Il existe une autre option pour les opérateurs de réseaux privés, car ils n'ont souvent pas le temps ou l'expertise interne pour cela. Ils peuvent utiliser une solution comme Roaming Sponsor d'Orange Wholesale International, qui leur permet de bénéficier de tous les accords d'itinérance, y compris les tarifs, de leur partenaire choisi.
Selon l'analyste TBR Insights, “Le marché des réseaux privés 5G devrait connaître une forte croissance au milieu de cette décennie à mesure que les normes clés 3GPP sont finalisées et que l'écosystème des dispositifs s'élargit.”
Cela présente la possibilité d'utiliser le slicing. Les réseaux publics pourraient proposer des réseaux privés 5G aux clients via un « slice » dédié au réseau privé et à ses utilisateurs. Cela donne aux clients l'opportunité de personnaliser les fonctionnalités, la sécurité ou la QoS, sans avoir à investir massivement dans une infrastructure privée dédiée. Bien qu'un réseau radio privé puisse encore être nécessaire, de nombreux autres composants du réseau seraient fournis par le fournisseur de réseau public. Dans cette approche, le réseau privé utiliserait le MCC/MNC de l'opérateur public.
Le principal avantage de cette approche est que les utilisateurs du réseau privé peuvent automatiquement utiliser le réseau public même si le réseau privé n'est pas disponible, car l'utilisateur est en dehors des limites du réseau privé ou parce que la 5G SA n'est pas disponible à leur emplacement.
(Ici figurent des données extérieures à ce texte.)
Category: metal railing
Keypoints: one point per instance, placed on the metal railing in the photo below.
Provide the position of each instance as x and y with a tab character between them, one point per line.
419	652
En l'état actuel des choses, il n'existe pas de solution parfaite pour l'itinérance entre les réseaux privés et publics, mais avec le temps, il en faudra une. Pour l'instant, beaucoup dépend des besoins, du budget, des ressources et des compétences de l'opérateur de réseau privé pour mettre en place et gérer la solution. Les règles réglementaires locales peuvent également limiter ce qui peut être fait. Ainsi, selon les besoins, plusieurs de ces solutions peuvent être combinées pour permettre l'itinérance entre les réseaux privés et publics.
Et à mesure que les réseaux privés continuent de trouver de nouveaux cas d'utilisation et de croître rapidement en nombre, il ne fait aucun doute que ce type d'itinérance deviendra une question de plus en plus pressante.